Columbia Researchers Develop Multi-Material SLS 3D Printer without Powder Bed

Printing a part that is made of multiple materials has been possible with fused deposition modeling and inkjet 3D printing technologies, though not so much with selective laser sintering (SLS), where a part is constrained to a single uniform material. Multi-material powder 3D printing, while not a new concept, had been challenging to develop up until now.

In the first quarter of this year, Belgian manufacturer Aerosint announced successful tests in printing bi-metallic parts using stainless steel and copper alloys, and is working to develop its proprietary laser powder bed fusion technology that combines metals and polymers, separately or simultaneously, including PEEK, PPS, and potentially ceramics and organic materials. Advancing 3D printing technologies such as SLS, to include multi-materials, would expand their scope far beyond the applications and possibilities of single material parts–which is what most real-world parts are like.

Researchers Hod Lipson and John Whitehead at the Department of Mechanical Engineering at Columbia University (U.S.) have developed a novel method using an inverted laser and transparent glass plates to print multi-material parts using SLS technology. In their SLS approach, the laser does not point downward into the powder bed, but upward.

Upward pointing laser in SLS at Columbia. Image Courtesy of Columbia Engineering

Instead of the powder bed, thin layers of powder material are coated onto glass plates, and the laser is directed through a bottom glass plate to fuse the layer. The plate with the selectively fused material (using a pre-programmed virtual blueprint) then lifts and moves to another plate, coated with a different material, and the process repeats.

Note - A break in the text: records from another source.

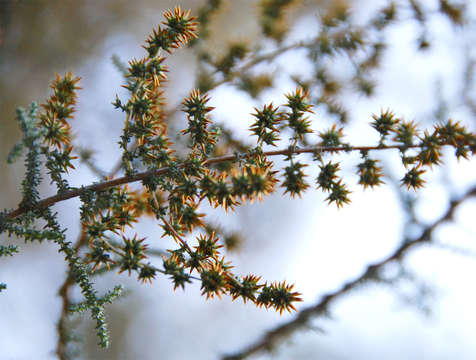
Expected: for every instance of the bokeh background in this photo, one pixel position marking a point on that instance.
(303, 241)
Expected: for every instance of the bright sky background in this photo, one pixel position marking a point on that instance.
(317, 247)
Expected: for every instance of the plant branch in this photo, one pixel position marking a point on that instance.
(101, 186)
(272, 337)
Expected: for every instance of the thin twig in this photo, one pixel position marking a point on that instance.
(272, 337)
(101, 186)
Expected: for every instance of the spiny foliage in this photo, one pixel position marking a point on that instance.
(174, 186)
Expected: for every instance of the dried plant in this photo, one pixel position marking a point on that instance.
(216, 167)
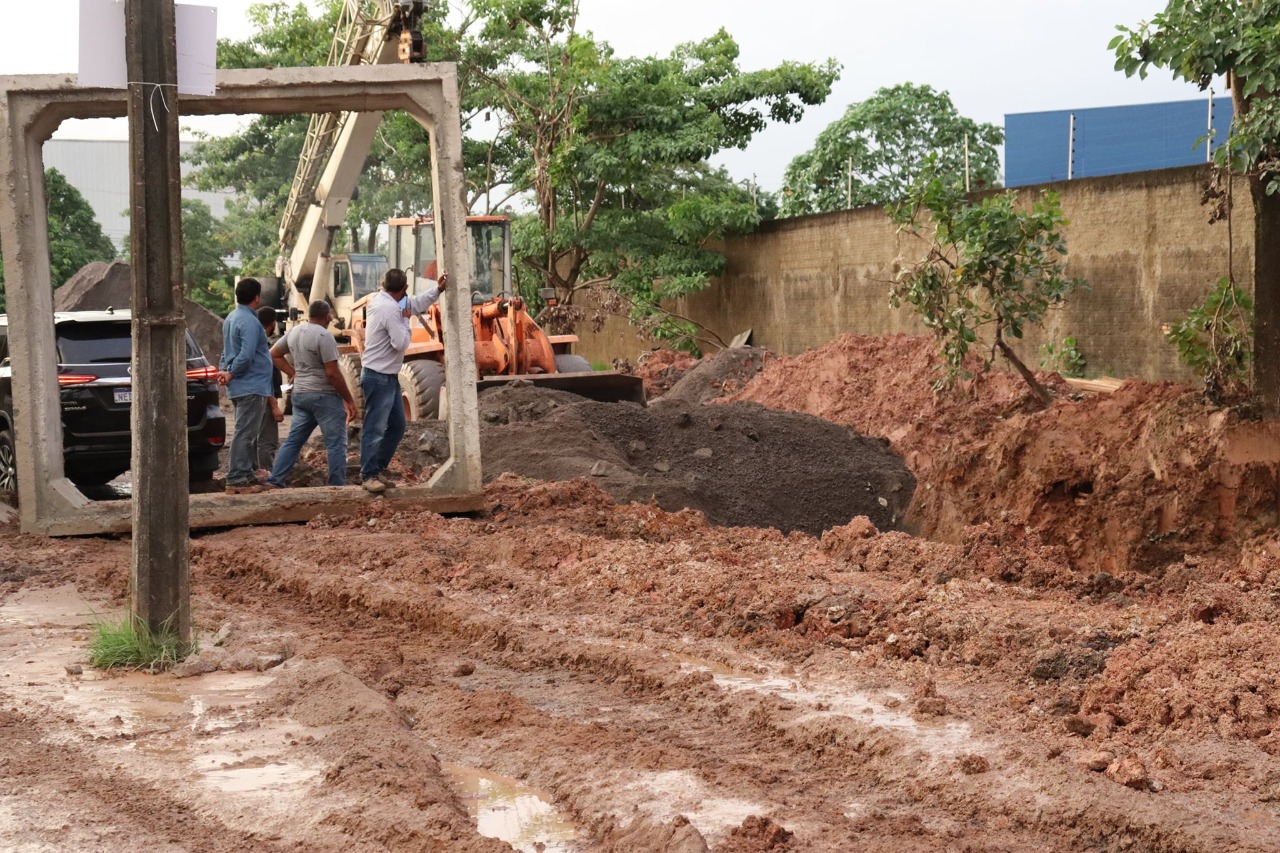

                        Multi-material concept part using SLS. Image Courtesy of Columbia Engineering

With the selective fusion, and multiple material glass plates (that also eliminate the need for a powder bed, and economizes use of material) parts can be built that either combine materials in one layer, or form a stack of different materials in each layer. To validate their proof of concept, the researchers printed a 2.18 mm, 50 layer thick part using TPU, as well as a multi-material part combining nylon and TPU. Advances such as this in SLS 3D printing are significant, as Lipson points out,

“Now, let me ask you, how many products are made of just one material? The limitations of printing in only one material has been haunting the industry and blocking its expansion, preventing it from reaching its full potential.”

What this approach also allows is a full-view of the printed part as it is being printed – as opposed to only being able to view it (or identify defects) once it emerges and is dusted from the powder bed. John Whitehead explained this limitation,

“…in a standard printer, because each of the successive layers placed down are homogeneous, the unfused material obscures your view of the object being printed, until you remove the finished part at the end of the cycle. Think about excavation and how you can’t be sure the fossil is intact until you completely remove it from the surrounding dirt. This means that a print failure won’t necessarily be found until the print is completed, wasting time and money.”

It is worth noting that Aerosint’s approach, compared to that of the researchers at Columbia, does use powder beds, with a downward pointing laser and multiple rollers to deposit and fuse just the required amount of powder for each layer pattern.

“This technology has the potential to print embedded circuits, electromechanical components, and even robot components. It could make machine parts with graded alloys, whose material composition changes gradually from end to end, such as a turbine blade with one material used for the core and different material used for the surface coatings,” noted Lipson. “We think this will expand laser sintering towards a wider variety of industries by enabling the fabrication of complex multi-material parts without assembly. In other words, this could be key to moving the additive manufacturing industry from printing only passive uniform parts, towards printing active integrated systems,

This is why the team at Columbia Engineering is continuing to expand their research to include resin and metallic materials, with a much wider combination of properties – and perhaps in the near future, the limitations of 3D printing in multi-material parts, at scale, will be eliminated, and businesses or consumers could print real-world parts or devices on-demand, that can actually be used directly from the printer.